Picture is the most sensitive solar portrait ever taken in high-energy X-rays.
US Space agency NASA’s Nuclear Spectroscopic Telescope Array, or NuSTAR, has taken its first picture of the sun, a recent press release by the agency said.
The telescope was launched into space in 2012. Originally, its purpose was to set its eyes on black holes and other objects far from our solar system. But now, it has been able to turn its gaze closer, to the sun and in the process, has taken the most sensitive solar portrait ever taken in high-energy X-rays, the press release noted.
"NuSTAR will give us a unique look at the sun, from the deepest to the highest parts of its atmosphere," said David Smith, a solar physicist and member of the NuSTAR team at University of California, Santa Cruz, US.
While the sun is too bright for other telescopes such as NASA's Chandra X-ray Observatory, NuSTAR can safely look at it without the risk of damaging its detectors. The sun is not as bright in the higher-energy X-rays detected by NuSTAR, a factor that depends on the temperature of the sun's atmosphere.
According to NASA’s press release, the solar image taken by NuSTAR has given insight into questions about the remarkably high temperatures that are found above sunspots—cool, dark patches on the sun. Future images will provide even better data as the sun winds down in its solar cycle. The solar cycle is the periodic change in the Sun's activity (including changes in the levels of solar radiation and ejection of solar material) and appearance (visible in changes in the number of sunspots, flares, and other visible manifestations). Solar cycles have an average duration of about 11 years. They have been observed for hundreds of years.
"We will come into our own when the sun gets quiet," Smith was quoted in the press release, explaining that the sun's activity will dwindle over the next few years.

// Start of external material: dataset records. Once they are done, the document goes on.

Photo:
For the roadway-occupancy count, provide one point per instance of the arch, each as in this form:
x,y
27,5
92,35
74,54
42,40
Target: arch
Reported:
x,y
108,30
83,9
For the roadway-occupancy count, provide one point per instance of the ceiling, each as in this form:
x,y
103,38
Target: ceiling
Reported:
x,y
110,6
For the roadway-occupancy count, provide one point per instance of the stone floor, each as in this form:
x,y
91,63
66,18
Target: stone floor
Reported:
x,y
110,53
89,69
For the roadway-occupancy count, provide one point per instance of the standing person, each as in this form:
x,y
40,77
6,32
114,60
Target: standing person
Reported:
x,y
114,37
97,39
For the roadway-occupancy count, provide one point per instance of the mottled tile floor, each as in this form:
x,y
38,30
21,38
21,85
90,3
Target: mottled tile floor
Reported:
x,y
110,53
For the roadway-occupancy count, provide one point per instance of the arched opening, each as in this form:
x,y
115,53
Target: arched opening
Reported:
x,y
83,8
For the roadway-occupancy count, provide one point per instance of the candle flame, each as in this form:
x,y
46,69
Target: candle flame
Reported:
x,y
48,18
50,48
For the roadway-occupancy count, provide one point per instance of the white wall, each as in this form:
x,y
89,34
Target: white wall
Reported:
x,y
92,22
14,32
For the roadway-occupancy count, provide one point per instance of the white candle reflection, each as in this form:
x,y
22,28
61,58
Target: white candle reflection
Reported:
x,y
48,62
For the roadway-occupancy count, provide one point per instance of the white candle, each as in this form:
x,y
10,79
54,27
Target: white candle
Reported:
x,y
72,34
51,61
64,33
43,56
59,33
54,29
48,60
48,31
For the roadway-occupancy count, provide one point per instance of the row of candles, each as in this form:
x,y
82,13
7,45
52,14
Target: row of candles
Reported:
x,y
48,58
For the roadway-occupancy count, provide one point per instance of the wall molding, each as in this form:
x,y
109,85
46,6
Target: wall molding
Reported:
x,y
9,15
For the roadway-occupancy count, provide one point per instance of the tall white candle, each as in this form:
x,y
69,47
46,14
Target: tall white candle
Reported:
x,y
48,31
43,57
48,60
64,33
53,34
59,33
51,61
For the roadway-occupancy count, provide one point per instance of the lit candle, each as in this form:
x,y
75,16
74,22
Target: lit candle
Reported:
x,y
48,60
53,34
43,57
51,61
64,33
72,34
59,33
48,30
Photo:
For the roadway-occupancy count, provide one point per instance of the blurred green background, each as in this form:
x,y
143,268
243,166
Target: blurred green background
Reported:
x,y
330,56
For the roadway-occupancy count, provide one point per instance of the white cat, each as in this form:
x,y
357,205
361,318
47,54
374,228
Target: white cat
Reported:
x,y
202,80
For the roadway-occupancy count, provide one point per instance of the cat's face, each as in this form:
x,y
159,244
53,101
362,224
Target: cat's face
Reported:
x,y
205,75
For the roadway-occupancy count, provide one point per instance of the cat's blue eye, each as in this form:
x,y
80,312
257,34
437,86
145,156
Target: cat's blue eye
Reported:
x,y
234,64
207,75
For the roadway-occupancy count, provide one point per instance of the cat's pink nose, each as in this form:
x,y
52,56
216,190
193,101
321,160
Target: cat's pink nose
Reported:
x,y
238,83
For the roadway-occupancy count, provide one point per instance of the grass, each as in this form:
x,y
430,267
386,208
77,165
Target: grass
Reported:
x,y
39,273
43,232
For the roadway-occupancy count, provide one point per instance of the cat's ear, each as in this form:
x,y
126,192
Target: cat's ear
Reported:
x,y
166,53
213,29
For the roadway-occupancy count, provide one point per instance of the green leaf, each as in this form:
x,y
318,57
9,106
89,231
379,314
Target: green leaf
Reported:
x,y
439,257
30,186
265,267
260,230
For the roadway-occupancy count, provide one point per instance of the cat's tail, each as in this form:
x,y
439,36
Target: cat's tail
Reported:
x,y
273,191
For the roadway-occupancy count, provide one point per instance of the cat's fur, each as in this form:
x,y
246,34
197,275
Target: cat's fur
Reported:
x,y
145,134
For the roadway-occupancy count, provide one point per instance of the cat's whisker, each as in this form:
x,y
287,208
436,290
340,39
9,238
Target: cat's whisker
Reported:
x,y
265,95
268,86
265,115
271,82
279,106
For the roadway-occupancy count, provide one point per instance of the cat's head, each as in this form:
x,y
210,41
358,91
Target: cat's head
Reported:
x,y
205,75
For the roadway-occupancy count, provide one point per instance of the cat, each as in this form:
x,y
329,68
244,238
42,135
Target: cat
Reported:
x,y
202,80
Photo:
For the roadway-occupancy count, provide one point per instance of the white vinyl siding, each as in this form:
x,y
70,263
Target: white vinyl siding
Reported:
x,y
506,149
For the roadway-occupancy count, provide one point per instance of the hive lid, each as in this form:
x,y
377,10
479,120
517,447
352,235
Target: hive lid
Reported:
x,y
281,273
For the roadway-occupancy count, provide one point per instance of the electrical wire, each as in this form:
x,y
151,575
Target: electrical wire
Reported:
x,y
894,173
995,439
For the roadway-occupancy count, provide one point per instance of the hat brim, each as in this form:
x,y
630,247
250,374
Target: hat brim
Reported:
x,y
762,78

With NuSTAR's high-energy views, it has the potential to capture hypothesized nanoflares -- smaller versions of the sun's giant flares that erupt with charged particles and high-energy radiation. Nanoflares, should they exist, may explain why the sun's outer atmosphere, called the corona, is sizzling hot, a mystery called the "coronal heating problem." The corona is, on average, 1.8 million degrees Fahrenheit (1 million degrees Celsius), while the surface of the sun is relatively cooler at 10,800 Fahrenheit (6,000 degrees Celsius). It is like a flame coming out of an ice cube. Nanoflares, in combination with flares, may be sources of the intense heat.
If NuSTAR can catch nanoflares in action, it may help solve this decades-old puzzle.
"NuSTAR will be exquisitely sensitive to the faintest X-ray activity happening in the solar atmosphere, and that includes possible nanoflares," said Smith.
NuSTAR, according to the release, can also search for hypothesised dark matter particles called axions. Dark matter is five times more abundant than regular matter in the universe. While dark matter has been indirectly detected through its gravitational pull, its composition remains unknown. The axions would appear as a spot of X-rays in the center of the sun.
NuSTAR is a Small Explorer mission led by Caltech and managed by NASA's Jet Propulsion Laboratory, also in Pasadena, for NASA's Science Mission Directorate in Washington. The spacecraft was built by Orbital Sciences Corporation, Dulles, Virginia.
NuSTAR's mission operations center is at UC Berkeley, and equatorial ground station located at Malindi, Kenya.